After making his way a great distance to a remote part of the jungle, he notices a lone hut standing in a clearing. There is smoke bellowing from a chimney on top of it. Our hero makes his way to the hut and slowly opens the door. His ears are treated to the sound of AC/DC being played. On the walls are shelves containing strange and usual items our hero has never before seen. There is a Rubik’s cube, 8-track tape player, Star Wars Action figures and a pet rock. He then hears the voice of an old man. An aged figure emerges wearing a torn leisure suit with earth shoes. On one of his fingers is a mood ring.

“Who the hell are you? I ordered that pizza a long time ago. Don't expect a big tip” says the old man.

“Oh no ancient scribe. I was told by those in the village that it is you who could unlock the mysteries of the writing on this paper. I have obtained it from enemies who would seek to decipher it, and use the valuable information it contains to do evil deeds. Could you please decipher this for me?” says our hero.

The old man takes the paper and looks at it.

“Humm, this looks interesting.”

“What does it say? Can you tell me?”

The old man removes a pair of glasses from his pocket and puts them on.

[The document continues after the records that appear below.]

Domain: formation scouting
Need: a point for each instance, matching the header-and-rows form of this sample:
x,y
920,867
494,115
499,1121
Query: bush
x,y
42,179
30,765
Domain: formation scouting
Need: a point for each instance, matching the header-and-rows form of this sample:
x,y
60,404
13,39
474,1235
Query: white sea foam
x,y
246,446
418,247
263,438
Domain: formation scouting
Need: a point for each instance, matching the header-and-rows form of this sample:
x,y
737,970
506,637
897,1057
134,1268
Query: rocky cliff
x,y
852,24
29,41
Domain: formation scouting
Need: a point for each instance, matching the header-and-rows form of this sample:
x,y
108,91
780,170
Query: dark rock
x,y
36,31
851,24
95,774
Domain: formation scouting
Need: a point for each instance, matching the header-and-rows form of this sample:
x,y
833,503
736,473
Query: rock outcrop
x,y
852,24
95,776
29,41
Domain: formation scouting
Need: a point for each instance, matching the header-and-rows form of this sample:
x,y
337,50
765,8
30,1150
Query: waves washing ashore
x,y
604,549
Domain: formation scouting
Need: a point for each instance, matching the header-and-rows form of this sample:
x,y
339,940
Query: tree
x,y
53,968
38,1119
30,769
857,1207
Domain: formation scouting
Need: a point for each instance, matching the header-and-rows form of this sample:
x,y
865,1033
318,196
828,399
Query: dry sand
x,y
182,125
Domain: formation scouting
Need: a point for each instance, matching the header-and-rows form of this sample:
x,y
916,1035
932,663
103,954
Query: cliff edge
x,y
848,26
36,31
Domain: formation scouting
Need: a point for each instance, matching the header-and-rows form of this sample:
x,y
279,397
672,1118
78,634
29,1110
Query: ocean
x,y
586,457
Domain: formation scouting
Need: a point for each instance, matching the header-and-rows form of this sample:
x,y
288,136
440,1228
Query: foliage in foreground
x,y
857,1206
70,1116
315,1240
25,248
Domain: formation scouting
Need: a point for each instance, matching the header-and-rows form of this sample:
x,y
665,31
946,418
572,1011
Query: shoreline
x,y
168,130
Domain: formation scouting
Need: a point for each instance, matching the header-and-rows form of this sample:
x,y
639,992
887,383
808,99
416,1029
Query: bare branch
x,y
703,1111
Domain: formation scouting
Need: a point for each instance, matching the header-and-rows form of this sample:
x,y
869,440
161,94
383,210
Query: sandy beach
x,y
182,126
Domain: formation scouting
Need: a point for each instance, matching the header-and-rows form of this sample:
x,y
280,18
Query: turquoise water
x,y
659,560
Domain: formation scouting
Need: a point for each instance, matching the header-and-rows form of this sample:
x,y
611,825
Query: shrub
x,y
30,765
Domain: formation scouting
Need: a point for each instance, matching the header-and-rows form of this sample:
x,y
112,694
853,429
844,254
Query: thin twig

“It says here, and I quote “If you crap-head idiots weren't so stupid, you would've taught your children how to read and write cursive. Then you knuckleheads would've known what this says and wouldn't have to have someone decipher it. It's not like teaching biblical Hebrew, Coptic, Hieroglyphics or another ancient language. Not teaching kids how to read and write cursive is just plain lazy.”

“Is that it?”

“Well, it appears there is also the lyrics for the song “Stairway to Heaven” and “Free Bird.” I think there is also instructions on the proper way to eat s'mores. You have to have the chocolate.”


“I'll write that one down for you. It's important.”

The ways of Baby Boomers is slowly fading away. Our music and humor are timeless. The rest of it is just fading away.